Whether or not you accept an offer is your decision, but your estate agent will be able to give you guidance on whether they feel there is an opportunity to negotiate. This is a critical time in the property selling process, and any negotiating may require several calls between you and your estate agent, and likewise between your estate agent and the prospective buyer. Do your best to make yourself available for calls, as any delays at this point could have a negative impact on the potential sale.
If you have several offers you should consider the position of the buyer as well as the offer itself. Estate agents will usually ask the buyer questions to evaluate suitability and help make a judgment on how ready they are to follow through with their offer.

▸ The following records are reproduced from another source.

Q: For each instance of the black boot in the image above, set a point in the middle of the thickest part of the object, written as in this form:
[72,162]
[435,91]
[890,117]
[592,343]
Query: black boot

Generally speaking, the estate agent will be looking to ascertain which of the following positions describe the potential buyer:
- Cash or unencumbered buyer: These are attractive buyers, as there are fewer obstacles that could hinder the process
- First time buyer: These buyers are not within a property chain, so they are less dependent on external influences
- Property on market under offer: These buyers are at an advanced stage in selling their existing property so should be ready to move relatively soon
- Property to sell on market: These buyers are also in the process of selling a property, so the sale of their property might affect the onward chain
- Mortgage agreed in principle: You can be assured that these buyers have sufficient funds to complete the transaction, and they have already taken care of one of the bigger tasks
- Property solicitor appointed: Buyers who have already appointed a property solicitor will usually be able to proceed quicker with the transaction
- Property to sell not on market: These buyers might be browsing, or are yet to begin the property selling process. If they are dependent on selling their existing home, it could be some time before these buyers are in a position to move
Sealed bids might be used in areas where market demand is high and properties are attracting interest from a large amount of prospective buyers.
After the viewings, your estate agent will contact any interested parties and ask them to submit their best and final offer by a given deadline. It is usual practice to also ask the buyer to state their readiness to proceed (i.e. do they have the mortgage agreed in principle? Are they a cash buyer? Is their current home not yet on the market?). In some cases the prospective buyers may include personal information in a bid to make their offer more appealing.
Once all bids have been submitted, it will be up to the seller to choose the most appealing offer.
If two or more bids are equally appealing, you may ask for further bids or you can determine the winner based on who is first to arrange a survey or contract. Contract races can be costly to the bidder who misses out, so taking this approach may discourage the bidders from proceeding further.
When an offer has been chosen and accepted, as with any property transaction, it only becomes legally binding at the point of the contracts being exchanged.